My elderly cousin died Wednesday night.  I went to her funeral today.  The church was packed.  Everyone from teenagers to old people were grieving.  The funeral singers couldn’t sing because of their grief.  The preacher got choked up talking about her and almost couldn’t go on.  Everyone was talking about her many kindnesses, how she helped so many people,  touched so many lives–in spite of various infirmities and having so little in the way of financial resources.  I kept remembering how I always felt so welcome when I visited her in the house she shared with her sister, and how much I was going to miss knowing that welcome and encouragement was always there.

Then, her nephew got up to speak about her, and he mentioned that when they’d gone into her little bedroom, you could pack up every worldly possession she owned, and it would fit into the trunk of a normal size car…with space left over.

And I thought–ahh, so that was part of her secret.  She lavished her time on all of us, instead of investing it in things.

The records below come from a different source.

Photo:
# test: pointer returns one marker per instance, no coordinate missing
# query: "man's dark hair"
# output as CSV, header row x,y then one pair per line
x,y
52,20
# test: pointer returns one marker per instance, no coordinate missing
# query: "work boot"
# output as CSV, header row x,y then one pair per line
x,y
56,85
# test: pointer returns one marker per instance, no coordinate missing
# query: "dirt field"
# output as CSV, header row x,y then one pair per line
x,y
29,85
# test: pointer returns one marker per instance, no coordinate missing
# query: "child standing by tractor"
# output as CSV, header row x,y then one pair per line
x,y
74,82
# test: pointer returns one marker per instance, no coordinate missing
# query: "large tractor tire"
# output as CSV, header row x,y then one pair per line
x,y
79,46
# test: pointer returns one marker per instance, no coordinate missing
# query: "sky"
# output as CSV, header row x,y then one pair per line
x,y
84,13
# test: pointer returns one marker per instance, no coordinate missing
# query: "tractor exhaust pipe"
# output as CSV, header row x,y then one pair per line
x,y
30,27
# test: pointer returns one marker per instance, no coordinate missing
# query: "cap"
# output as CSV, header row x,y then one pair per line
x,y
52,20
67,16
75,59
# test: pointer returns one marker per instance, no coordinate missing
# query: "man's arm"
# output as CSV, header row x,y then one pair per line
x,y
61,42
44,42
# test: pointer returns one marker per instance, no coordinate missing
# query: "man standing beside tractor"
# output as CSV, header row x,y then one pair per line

Then I came home and read the Saturday FlyLady rant about our clutter sucking the life out of us, and agreed with all my heart.  I believe there is a direct correlation between the clutter (of all kinds) in our lives and the good, kind things we never have the time to do.

I have a goal now that reaches beyond the occasional 27 fling boogie (although that’s a good start.)  I’m wondering if it might be possible even for a packrat like me,  to come to the end of my life with only enough possessions to fill the trunk of a car…but with a church and community packed with people whose lives I’ve touched.